Zero? Haha, is your 82-acre property also in space?


----------



## Ricci (May 23, 2007)

nordr said:


> Zero? Haha, is your 82-acre property also in space?


No doubt. I've found that the average SPL of a squirrel population is around 50db.


----------



## Prof. (Oct 20, 2006)

nordr said:


> Zero? Haha, is your 82-acre property also in space?

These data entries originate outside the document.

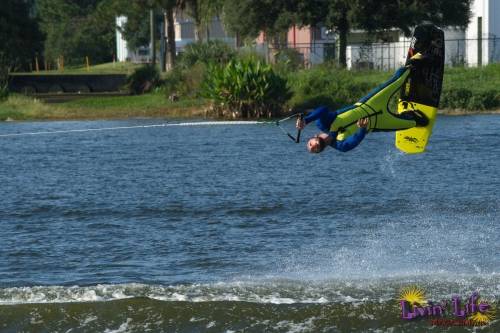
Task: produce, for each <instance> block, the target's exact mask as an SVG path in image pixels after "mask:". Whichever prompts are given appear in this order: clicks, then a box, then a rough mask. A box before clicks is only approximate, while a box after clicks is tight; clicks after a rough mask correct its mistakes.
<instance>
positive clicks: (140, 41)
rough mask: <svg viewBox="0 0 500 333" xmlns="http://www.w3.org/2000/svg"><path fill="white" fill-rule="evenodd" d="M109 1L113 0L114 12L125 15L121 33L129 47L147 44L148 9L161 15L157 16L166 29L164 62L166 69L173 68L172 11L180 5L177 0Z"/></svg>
mask: <svg viewBox="0 0 500 333" xmlns="http://www.w3.org/2000/svg"><path fill="white" fill-rule="evenodd" d="M110 1H113V2H114V7H115V12H116V14H117V15H124V16H126V17H127V23H126V24H125V27H124V29H123V33H124V36H125V39H126V40H127V43H128V44H129V47H131V48H137V47H140V46H144V45H148V44H149V41H150V37H149V31H150V30H149V29H150V26H149V24H148V22H149V11H150V10H151V9H154V10H155V12H156V13H157V14H158V15H161V16H158V17H160V19H161V20H163V22H164V26H165V27H166V31H167V34H166V35H167V36H166V37H167V44H166V46H167V47H166V54H165V57H166V62H165V64H166V67H167V69H171V68H173V67H174V65H175V57H176V43H175V21H174V11H175V9H176V8H177V7H178V6H180V2H178V1H177V0H132V1H129V0H110ZM160 13H161V14H160ZM161 56H164V55H161Z"/></svg>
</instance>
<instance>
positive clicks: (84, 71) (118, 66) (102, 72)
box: [12, 62, 143, 75]
mask: <svg viewBox="0 0 500 333" xmlns="http://www.w3.org/2000/svg"><path fill="white" fill-rule="evenodd" d="M141 66H143V65H142V64H133V63H130V62H115V63H112V62H110V63H105V64H99V65H95V66H90V67H89V68H88V69H87V67H86V66H83V65H82V66H67V67H65V68H64V70H50V71H39V72H35V71H33V72H22V73H12V74H13V75H16V74H23V75H26V74H30V75H61V74H68V75H69V74H127V75H128V74H131V73H132V72H133V71H134V70H135V69H136V68H139V67H141Z"/></svg>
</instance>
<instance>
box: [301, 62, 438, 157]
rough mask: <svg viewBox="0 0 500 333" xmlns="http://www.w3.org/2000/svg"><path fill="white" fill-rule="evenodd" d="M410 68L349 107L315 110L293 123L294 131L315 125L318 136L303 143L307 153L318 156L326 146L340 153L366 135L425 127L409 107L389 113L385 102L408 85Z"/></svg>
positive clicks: (378, 87) (426, 118) (349, 146)
mask: <svg viewBox="0 0 500 333" xmlns="http://www.w3.org/2000/svg"><path fill="white" fill-rule="evenodd" d="M412 66H413V64H410V65H408V66H405V67H401V68H400V69H398V70H397V71H396V73H395V74H394V75H393V76H392V77H391V78H390V79H389V80H388V81H386V82H385V83H383V84H381V85H380V86H378V87H377V88H375V89H374V90H372V91H371V92H370V93H369V94H368V95H366V96H365V97H363V98H362V99H360V100H359V101H358V102H356V103H355V104H353V105H350V106H347V107H344V108H342V109H339V110H336V111H330V110H329V109H328V108H327V107H319V108H317V109H315V110H314V111H313V112H311V113H310V114H308V115H307V116H306V117H304V118H303V119H297V123H296V127H297V129H300V130H302V129H304V127H305V126H306V125H307V124H309V123H311V122H313V121H316V126H317V127H318V128H319V129H320V130H321V133H319V134H317V135H315V136H314V137H312V138H311V139H309V141H308V142H307V149H308V150H309V152H311V153H320V152H322V151H323V150H324V149H325V148H326V147H327V146H330V147H332V148H334V149H337V150H339V151H342V152H347V151H349V150H351V149H353V148H355V147H357V146H358V145H359V144H360V143H361V141H362V140H363V139H364V137H365V135H366V133H368V132H381V131H399V130H404V129H408V128H412V127H416V126H418V127H425V126H427V125H428V123H429V120H428V118H427V117H426V116H425V115H424V114H423V113H422V112H421V111H419V110H416V109H413V106H412V103H406V102H403V106H404V110H403V111H402V112H401V113H393V112H391V111H390V110H389V100H390V99H391V97H392V96H394V95H395V94H396V93H398V92H399V91H400V90H401V87H402V86H403V85H405V84H406V83H407V82H408V80H407V79H408V76H409V74H410V69H411V67H412Z"/></svg>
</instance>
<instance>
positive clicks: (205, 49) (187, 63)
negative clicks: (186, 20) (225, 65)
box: [179, 40, 236, 68]
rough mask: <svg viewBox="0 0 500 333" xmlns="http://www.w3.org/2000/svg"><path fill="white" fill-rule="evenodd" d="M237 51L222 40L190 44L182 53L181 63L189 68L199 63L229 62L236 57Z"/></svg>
mask: <svg viewBox="0 0 500 333" xmlns="http://www.w3.org/2000/svg"><path fill="white" fill-rule="evenodd" d="M235 55H236V52H235V51H234V50H233V49H232V48H231V47H230V46H229V45H227V43H224V42H223V41H220V40H213V41H208V42H205V43H204V42H196V43H191V44H188V45H187V46H186V48H185V50H184V52H183V53H182V54H181V56H180V59H179V64H180V65H181V66H182V67H184V68H189V67H191V66H193V65H195V64H197V63H203V64H205V65H208V64H227V63H228V62H229V61H231V60H232V59H234V57H235Z"/></svg>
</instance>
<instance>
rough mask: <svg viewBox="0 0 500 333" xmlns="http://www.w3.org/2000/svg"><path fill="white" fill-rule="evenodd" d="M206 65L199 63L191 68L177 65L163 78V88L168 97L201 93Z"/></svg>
mask: <svg viewBox="0 0 500 333" xmlns="http://www.w3.org/2000/svg"><path fill="white" fill-rule="evenodd" d="M205 71H206V66H205V65H204V64H203V63H197V64H195V65H194V66H192V67H190V68H182V67H175V68H174V69H173V70H171V71H170V72H168V73H167V74H166V75H165V77H164V79H163V84H162V85H163V88H164V90H165V94H166V95H167V97H169V98H170V97H171V96H172V95H175V96H177V97H186V96H189V97H196V96H198V95H199V93H200V86H201V82H202V81H203V78H204V75H205Z"/></svg>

It might as well be...The silence is deafening sometimes..


----------



## robbo266317 (Sep 22, 2008)

We have cicada's here in summer, now THAT's deafening. :hush:


----------



## Prof. (Oct 20, 2006)

Yeah..I know what the're like..
When I lived up North, those things used to drive me mad!!


----------



## Kal Rubinson (Aug 3, 2006)

robbo266317 said:


> We have cicada's here in summer, now THAT's deafening. :hush:


Yeah. I got them sometimes. Another intrusion is the stream out back. If there was a lot of rain the night before, the torrent is noisy. If you ain't listening to music, it's pretty nice, though.

Kal


----------



## the_rookie (Sep 30, 2008)

With such inconsiderate room-mates that i live with...all i get is 60db of peace when they are awake and home...always doing something noisy.


----------



## thewire (Jun 28, 2007)

Behind my walls are concrete and the homes here per code must be spaced more far than they usually must be in other areas in our state. It isn't a basement but it is partly underground and isolated but adjoined to the rest of the home. My system does not hiss or buzz and my amps do not auto-shutoff during down time. My projector is very silent and is in the back of the room while I am in the front. There is one vent that I keep closed most of the time because the floor (outdoor carpet/foundation) stays near room temperature mostly year round. If it to warm I will open the vent that is in the back corner of the room. That is directly connected to a room above when it reaches the rest of the house that is not occupied but is more an entryway, then it must run over 15' to reach the bedrooms and then last the utilities room. I have heard the vent before when it was open while sitting in the back of the room. The most ambient noise will be from above the theater which is the garage if someone is up there. There is a second HVAC unit in the garage but that is located in the corner which is above earth and not the HT per my instructions. I have never heard it before. My equipment is all in the next room also so I don't hear any noise from the layer of a disc changing or track changing also but I can hear a track on the CD change from the speakers. They are not very sensitive. :scratch: I made sure the spa or AC wasn't running etc for the measurement bellow so as not to effect the result.


----------